Nine Personal Finance Rules

Everyone should be aware of the following nine personal finance rules.

  • 1) Rule 72 (Double Your Money)
  • 2) Rule 70 (Inflation)
  • 3) The 4% withdrawal limit
  • 4) The 100-less-age
  • 5) 10, 5, 3
  • 6) 50-30-20
  • 7) Emergency
  • 8) 40℅ EMI
  • (Rule 9) Life cover

1) Rule 72

Divide 72 by the interest rate to find the no. of years needed to double your money at a certain rate.
For instance, divide 72 by 8 to get nine years – If you want to know how long- it will take your money to double at 8% interest.

For example:
That will take 12 years at a 6% rate.
It will take eight years if the rate is 9%.

2) Rule 70

To determine how quickly the value of your investment will drop to half its present value, divide 70 by the current inflation rate.

Your money’s worth will be 50% reduced in ten years at a 7% inflation rate.

3) The 4% Rule for Financial Independence

Corpus needed = 25 times your projected annual expenses.

For example, if your annual expense is 500,000 after 50 years and you wish to take VRS, your required corpus is 1.25 crores.

Invest half of it in fixed income and half in equity.

Withdraw 4% of your annual earnings or five lakhs.

This rule works 96% of the time over a 30-year period.

4) Subtract 100 from your age

This rule use to allocate assets. Subtract your age from 100 to determine how much of your wealth should be in stocks.

Assume your age is 30, then (100 – 30) = 70.

70% equity
Debt: 30%

5) 10-5-3

Expected returns should be realistic.

10% Rate of return – Equities / Mutual Funds
5℅ – Debt instruments
3% – Savings Account

6) 50-30-20 – concerning the allocation of income to expenses

Split your income into
50% – Needs(Groceries, rent, emi, etc.)
30℅- Wants (Entertainment, vacations, etc.)
20% – Savings (Equity, MFs, Debt, FD, etc.)

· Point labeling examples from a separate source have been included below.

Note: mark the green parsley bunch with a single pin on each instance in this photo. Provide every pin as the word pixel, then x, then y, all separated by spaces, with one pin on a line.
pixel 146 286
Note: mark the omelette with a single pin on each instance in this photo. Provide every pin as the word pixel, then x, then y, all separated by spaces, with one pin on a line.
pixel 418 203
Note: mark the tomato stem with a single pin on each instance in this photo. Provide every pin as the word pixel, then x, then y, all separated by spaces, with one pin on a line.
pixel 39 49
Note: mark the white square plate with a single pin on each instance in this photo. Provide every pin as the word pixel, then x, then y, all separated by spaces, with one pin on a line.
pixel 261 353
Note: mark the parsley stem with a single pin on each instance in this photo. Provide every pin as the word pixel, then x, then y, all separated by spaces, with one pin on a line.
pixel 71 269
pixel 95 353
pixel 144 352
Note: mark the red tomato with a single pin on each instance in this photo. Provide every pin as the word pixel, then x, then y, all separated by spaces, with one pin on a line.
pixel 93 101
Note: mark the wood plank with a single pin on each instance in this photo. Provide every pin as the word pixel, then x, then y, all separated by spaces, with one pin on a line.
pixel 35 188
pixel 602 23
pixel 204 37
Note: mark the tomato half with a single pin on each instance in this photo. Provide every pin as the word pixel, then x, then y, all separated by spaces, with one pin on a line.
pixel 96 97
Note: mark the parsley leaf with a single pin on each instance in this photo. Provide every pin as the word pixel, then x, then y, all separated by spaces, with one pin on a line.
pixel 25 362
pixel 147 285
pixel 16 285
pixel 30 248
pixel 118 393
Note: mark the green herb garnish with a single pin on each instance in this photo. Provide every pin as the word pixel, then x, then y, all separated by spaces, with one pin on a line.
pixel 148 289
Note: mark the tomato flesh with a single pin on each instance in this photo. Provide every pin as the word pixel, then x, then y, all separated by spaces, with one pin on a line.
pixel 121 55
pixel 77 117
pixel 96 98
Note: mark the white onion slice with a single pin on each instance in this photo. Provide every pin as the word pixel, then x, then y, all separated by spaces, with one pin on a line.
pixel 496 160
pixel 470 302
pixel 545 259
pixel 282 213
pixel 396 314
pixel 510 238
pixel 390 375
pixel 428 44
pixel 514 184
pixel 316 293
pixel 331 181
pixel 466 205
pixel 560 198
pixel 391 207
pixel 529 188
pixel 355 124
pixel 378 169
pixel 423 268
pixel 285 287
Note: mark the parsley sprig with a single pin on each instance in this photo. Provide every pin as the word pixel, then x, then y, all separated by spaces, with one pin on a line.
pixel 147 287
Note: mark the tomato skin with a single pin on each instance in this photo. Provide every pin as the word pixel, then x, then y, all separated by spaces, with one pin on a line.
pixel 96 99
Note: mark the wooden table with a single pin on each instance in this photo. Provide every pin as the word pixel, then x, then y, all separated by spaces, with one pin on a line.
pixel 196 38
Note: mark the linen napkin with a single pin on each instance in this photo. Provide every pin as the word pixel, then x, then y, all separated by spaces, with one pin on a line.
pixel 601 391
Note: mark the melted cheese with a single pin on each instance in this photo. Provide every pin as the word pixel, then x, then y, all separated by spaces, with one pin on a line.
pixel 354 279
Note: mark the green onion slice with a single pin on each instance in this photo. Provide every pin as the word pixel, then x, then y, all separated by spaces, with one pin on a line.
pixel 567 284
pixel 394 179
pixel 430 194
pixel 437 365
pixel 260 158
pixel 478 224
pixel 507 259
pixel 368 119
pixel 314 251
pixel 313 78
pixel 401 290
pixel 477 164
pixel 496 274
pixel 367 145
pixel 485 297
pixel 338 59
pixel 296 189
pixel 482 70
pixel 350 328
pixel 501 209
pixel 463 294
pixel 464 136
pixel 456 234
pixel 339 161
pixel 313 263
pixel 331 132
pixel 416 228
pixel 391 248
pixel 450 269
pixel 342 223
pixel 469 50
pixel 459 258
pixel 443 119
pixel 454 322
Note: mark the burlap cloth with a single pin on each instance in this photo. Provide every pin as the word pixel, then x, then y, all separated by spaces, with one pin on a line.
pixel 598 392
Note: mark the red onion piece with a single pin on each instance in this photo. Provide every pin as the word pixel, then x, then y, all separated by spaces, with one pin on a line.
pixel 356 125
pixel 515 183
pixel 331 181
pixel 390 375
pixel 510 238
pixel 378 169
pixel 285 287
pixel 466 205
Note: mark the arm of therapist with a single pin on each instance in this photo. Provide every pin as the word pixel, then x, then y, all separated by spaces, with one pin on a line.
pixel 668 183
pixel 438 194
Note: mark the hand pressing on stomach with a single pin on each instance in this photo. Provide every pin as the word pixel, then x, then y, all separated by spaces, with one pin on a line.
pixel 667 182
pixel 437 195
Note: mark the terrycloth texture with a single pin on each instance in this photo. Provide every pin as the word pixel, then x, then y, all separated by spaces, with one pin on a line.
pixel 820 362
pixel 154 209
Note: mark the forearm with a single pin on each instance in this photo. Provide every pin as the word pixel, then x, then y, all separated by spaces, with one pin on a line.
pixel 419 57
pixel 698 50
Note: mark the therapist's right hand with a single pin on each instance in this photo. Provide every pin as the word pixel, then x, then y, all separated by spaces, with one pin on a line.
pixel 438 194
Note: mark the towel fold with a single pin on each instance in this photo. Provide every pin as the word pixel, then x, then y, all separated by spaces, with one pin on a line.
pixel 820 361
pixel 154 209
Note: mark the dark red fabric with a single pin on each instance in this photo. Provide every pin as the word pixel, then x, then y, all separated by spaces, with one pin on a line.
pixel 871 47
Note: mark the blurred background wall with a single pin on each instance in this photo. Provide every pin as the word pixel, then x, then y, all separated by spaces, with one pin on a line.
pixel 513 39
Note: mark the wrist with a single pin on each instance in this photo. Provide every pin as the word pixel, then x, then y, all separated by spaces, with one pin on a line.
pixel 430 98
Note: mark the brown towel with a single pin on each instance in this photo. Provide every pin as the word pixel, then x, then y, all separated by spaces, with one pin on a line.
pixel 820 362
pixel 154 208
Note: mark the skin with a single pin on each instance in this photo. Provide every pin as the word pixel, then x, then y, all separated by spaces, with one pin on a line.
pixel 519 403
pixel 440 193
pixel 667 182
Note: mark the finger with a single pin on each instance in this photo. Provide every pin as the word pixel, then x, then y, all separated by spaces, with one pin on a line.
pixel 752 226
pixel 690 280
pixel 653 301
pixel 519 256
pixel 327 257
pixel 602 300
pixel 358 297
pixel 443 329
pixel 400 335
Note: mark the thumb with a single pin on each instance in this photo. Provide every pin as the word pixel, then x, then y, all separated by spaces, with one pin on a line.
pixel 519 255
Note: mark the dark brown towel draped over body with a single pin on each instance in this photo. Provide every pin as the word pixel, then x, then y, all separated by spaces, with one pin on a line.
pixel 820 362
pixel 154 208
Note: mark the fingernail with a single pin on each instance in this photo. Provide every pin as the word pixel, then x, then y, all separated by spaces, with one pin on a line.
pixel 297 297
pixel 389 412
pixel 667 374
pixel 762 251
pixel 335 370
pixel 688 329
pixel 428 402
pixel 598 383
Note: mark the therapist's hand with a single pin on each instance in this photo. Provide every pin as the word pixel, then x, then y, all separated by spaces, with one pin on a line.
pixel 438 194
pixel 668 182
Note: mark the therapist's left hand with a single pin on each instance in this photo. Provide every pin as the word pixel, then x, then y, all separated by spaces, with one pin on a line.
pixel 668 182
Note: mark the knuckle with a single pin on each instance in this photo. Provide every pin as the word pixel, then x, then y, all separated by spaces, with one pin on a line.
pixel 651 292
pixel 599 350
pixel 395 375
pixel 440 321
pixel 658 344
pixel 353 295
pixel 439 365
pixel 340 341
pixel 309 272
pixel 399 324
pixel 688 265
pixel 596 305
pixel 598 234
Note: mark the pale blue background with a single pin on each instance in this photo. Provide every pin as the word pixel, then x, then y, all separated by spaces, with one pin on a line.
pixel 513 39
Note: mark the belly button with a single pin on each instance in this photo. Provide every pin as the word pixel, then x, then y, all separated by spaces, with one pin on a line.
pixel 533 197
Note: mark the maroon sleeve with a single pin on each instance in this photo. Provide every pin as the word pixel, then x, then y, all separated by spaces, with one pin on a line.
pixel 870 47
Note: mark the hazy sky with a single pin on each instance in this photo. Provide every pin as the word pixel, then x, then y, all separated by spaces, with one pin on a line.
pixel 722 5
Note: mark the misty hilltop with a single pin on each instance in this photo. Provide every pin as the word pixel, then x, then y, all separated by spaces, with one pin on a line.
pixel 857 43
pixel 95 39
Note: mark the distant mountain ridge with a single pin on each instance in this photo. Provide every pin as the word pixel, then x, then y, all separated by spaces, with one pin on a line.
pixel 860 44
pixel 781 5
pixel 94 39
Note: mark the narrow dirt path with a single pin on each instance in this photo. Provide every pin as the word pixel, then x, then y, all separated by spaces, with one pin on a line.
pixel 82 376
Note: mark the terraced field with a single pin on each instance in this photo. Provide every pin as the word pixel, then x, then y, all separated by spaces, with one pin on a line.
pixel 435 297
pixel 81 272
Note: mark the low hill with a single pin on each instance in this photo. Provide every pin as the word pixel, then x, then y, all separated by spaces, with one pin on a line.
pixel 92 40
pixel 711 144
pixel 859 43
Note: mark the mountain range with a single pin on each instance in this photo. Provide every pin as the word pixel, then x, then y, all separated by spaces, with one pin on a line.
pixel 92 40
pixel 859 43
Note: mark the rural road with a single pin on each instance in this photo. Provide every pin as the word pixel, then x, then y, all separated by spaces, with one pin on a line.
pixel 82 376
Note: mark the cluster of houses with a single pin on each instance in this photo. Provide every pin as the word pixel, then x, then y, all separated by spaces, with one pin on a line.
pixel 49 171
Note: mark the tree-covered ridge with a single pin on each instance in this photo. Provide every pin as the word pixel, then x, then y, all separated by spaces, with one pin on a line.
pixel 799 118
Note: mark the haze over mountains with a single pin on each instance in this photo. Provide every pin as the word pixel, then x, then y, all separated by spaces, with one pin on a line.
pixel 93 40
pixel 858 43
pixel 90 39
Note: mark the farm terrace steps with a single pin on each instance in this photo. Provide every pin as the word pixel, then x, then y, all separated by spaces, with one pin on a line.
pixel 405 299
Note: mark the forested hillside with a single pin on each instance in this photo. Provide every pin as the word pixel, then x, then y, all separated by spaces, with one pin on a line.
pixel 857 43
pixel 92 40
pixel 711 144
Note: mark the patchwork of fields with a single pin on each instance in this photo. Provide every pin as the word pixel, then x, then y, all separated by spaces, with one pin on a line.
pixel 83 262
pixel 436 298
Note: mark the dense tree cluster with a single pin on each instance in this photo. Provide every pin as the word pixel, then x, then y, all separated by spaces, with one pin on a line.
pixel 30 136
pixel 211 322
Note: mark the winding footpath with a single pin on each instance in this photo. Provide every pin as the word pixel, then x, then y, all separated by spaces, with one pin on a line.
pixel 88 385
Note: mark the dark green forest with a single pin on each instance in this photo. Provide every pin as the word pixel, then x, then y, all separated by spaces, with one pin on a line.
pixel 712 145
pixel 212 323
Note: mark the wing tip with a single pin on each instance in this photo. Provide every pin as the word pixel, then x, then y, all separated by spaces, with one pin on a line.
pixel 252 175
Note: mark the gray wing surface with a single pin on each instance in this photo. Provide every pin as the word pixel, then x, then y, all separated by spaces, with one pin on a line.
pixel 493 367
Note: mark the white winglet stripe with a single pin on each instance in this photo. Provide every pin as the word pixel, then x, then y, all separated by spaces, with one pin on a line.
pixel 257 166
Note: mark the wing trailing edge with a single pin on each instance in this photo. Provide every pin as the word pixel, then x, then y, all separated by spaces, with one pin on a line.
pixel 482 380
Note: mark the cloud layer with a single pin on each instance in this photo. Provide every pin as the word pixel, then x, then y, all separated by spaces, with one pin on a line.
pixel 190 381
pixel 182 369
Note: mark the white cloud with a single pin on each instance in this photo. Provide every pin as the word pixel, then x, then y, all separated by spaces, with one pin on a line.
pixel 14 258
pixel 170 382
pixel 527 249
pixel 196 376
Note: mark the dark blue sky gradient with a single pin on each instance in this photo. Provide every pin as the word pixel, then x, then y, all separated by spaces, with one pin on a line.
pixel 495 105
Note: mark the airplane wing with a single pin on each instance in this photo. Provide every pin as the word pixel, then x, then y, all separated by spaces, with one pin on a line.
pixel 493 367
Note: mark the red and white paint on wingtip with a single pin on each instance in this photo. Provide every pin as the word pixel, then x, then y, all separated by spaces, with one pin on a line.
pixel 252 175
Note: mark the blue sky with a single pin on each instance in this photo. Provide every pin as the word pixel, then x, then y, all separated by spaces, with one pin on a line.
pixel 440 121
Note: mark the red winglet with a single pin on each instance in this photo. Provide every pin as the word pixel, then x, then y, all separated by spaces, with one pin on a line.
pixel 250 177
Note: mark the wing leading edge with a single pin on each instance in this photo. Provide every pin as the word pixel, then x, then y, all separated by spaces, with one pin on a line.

At the very least, strive to save 20% of your salary.
You can certainly save more.

7) 3X In Case of Emergencies

Constantly save at least three times your monthly income for emergencies such as job loss, medical issues & so on.

Three times your monthly income

On the safe side, keep six times your monthly income in liquid or near-liquid assets.

8) 40℅ EMI

Never pay more than 40% of your salary into EMIs.

Take your monthly salary as 50,000. So, EMIs totaling more than 20,000 is not advisable.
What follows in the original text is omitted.